As for this discussion on Btrfs and ZFS – hopefully Linux developers will either add snapshot features to ReiserFS which is already a balanced-tree design, or evolve EXT4 into a complete native b-tree wih snapshots FS solution and dump ReiserFS (it has bad vibes from the past). I would NEVER use Btrfs simply because of who is working on it. ZFS could have the fate of OpenSolaris (Oracle will probably move forward with their RHEL rebuild and let Solaris fade away, if their months long silence to Sun developers at acquisition are any indication).
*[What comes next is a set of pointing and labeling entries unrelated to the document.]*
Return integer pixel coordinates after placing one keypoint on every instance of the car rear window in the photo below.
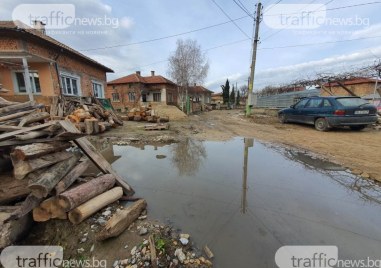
(351, 101)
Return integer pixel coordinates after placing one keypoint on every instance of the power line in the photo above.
(329, 9)
(271, 35)
(223, 11)
(244, 9)
(163, 37)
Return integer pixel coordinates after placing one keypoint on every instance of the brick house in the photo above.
(200, 94)
(135, 90)
(217, 98)
(51, 66)
(359, 86)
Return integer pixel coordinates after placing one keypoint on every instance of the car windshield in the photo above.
(351, 101)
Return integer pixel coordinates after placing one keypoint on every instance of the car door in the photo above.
(311, 110)
(295, 115)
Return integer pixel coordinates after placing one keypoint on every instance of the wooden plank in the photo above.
(16, 107)
(15, 115)
(96, 157)
(10, 135)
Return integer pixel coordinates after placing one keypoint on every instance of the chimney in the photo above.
(39, 26)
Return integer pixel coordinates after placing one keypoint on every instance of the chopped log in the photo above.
(40, 215)
(35, 117)
(152, 248)
(12, 230)
(10, 135)
(96, 157)
(49, 209)
(23, 168)
(121, 220)
(89, 126)
(72, 176)
(15, 115)
(11, 189)
(32, 135)
(15, 107)
(74, 197)
(163, 119)
(27, 206)
(87, 209)
(35, 150)
(95, 126)
(50, 178)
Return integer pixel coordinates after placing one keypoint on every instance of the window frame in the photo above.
(71, 77)
(156, 94)
(97, 83)
(112, 97)
(32, 81)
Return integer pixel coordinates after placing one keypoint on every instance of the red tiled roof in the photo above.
(135, 78)
(198, 89)
(351, 82)
(217, 94)
(19, 27)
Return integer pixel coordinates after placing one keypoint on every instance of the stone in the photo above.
(180, 255)
(184, 236)
(184, 241)
(133, 250)
(143, 231)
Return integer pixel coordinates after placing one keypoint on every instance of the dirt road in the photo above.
(358, 150)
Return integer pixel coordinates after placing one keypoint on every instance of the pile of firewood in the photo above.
(88, 116)
(146, 114)
(43, 171)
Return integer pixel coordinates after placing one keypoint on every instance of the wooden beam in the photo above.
(85, 145)
(346, 89)
(10, 135)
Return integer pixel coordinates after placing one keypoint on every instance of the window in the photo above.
(157, 97)
(115, 97)
(301, 104)
(314, 103)
(326, 103)
(34, 81)
(98, 90)
(131, 96)
(70, 85)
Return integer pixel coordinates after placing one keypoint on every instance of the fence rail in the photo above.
(285, 99)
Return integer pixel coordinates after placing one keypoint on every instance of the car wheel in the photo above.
(282, 118)
(321, 124)
(361, 127)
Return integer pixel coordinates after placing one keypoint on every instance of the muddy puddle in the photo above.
(245, 199)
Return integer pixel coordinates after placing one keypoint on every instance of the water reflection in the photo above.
(187, 156)
(248, 142)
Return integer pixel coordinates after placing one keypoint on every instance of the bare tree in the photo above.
(187, 65)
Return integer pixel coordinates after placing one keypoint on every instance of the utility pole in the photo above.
(254, 59)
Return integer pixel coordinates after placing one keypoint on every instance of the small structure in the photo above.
(352, 87)
(135, 90)
(53, 68)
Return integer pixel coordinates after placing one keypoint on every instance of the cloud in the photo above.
(309, 69)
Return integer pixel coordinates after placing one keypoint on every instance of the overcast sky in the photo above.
(228, 48)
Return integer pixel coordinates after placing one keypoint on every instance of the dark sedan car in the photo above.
(333, 111)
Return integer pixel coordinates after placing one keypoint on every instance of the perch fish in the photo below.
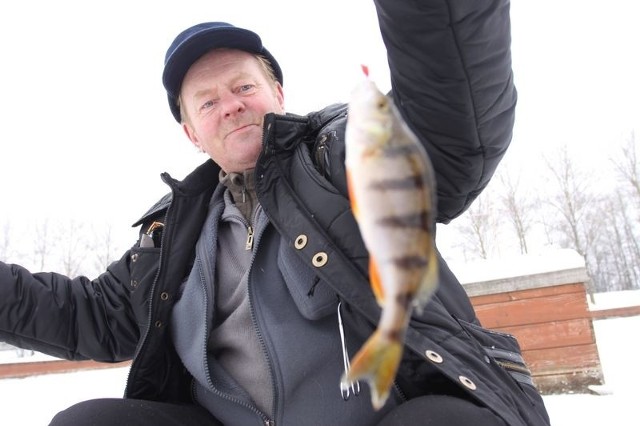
(392, 194)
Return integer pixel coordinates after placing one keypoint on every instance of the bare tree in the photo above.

The only reason people used Solaris is because Sun gave their hardware away back in the day. And what ugly hardware it was. It could have been Irix or OSF/1 instead, and in academia it was DEC who was giving hardware away. Solaris and ZFS will be gone soon, unless the awesome Ken Smith keeps it alive. If you work for a company who uses Sun hardware, ask your IBM rep for a “POWER-on-wheels” on-site loaner POWER7 server, especially if you think VMWare software-based virtualization is cool – IBM PowerVM hardware-based virtualization is the real deal.
Support Linux development, let’s improve EXT4 and ReiserFS – don’t trust Oracle.
@Kenneth Salerno,
1. On Solaris x86 and Solaris SPARC, try the “sneep” command. On Solaris x86 you can also use “smbios” which is similar to Linux’s “dmidecode”. (Yes, I also manage hunderds of servers remotely)
2. Have you heard about STMS (Storage Traffic Management System)? You’ll love its previous name, MPxIO. I guess Sun stole that from IBM as well, just like Oracle stole the idea of a RDBMS, rofl.
3. Wow, I’m glad my Sun servers are not as easily scared into a reboot as yours. Maybe we could arrange some knowlege transfer on how not to look funny at your sensitive Sun servers.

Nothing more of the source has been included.